Balance Exercises For Elderly

Balancing Wand

Balance exercises for elderly and seniors can greatly reduce the risk of falling at home. These exercises should focus on building up the strength and endurance of especially your lower body including your ankles and hips.

Below I have made a great balance exercises for elderly video that is fun and easy to do. All you need is a chair, comfortable loose fitting clothing,  and a pair of smooth bottom shoes to wear so you won’t catch your feet. Read on then give it a try.

Working on your balance can be fun and playful. Just see a show by a traveling circus act and you will see just how much we can improve our balance.

Remember that to have good balance we must keep our center of gravity over our base of support which is usually our ankles. When we are walking we are working on and improving our dynamic balance or “moving” balance.  

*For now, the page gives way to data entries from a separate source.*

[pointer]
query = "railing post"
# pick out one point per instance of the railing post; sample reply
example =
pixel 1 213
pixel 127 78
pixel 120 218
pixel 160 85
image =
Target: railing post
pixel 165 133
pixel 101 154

You can select a moving balance exercise below to work on this skill. When we are still, say standing on one leg, we are working on improving our static or “standing” balance. In the balance exercises for elderly below we are using the balancing wand.

This can be anything you can find around the house that is long and light. An umbrella, baseball bat, cane, wooden dowel or even a long wooden spoon. Try this balance exercise below and see how much better you can become!

Purpose of this exercise

Improve eye hand coordination.

Step 1

Hold a wand in your dominant hand.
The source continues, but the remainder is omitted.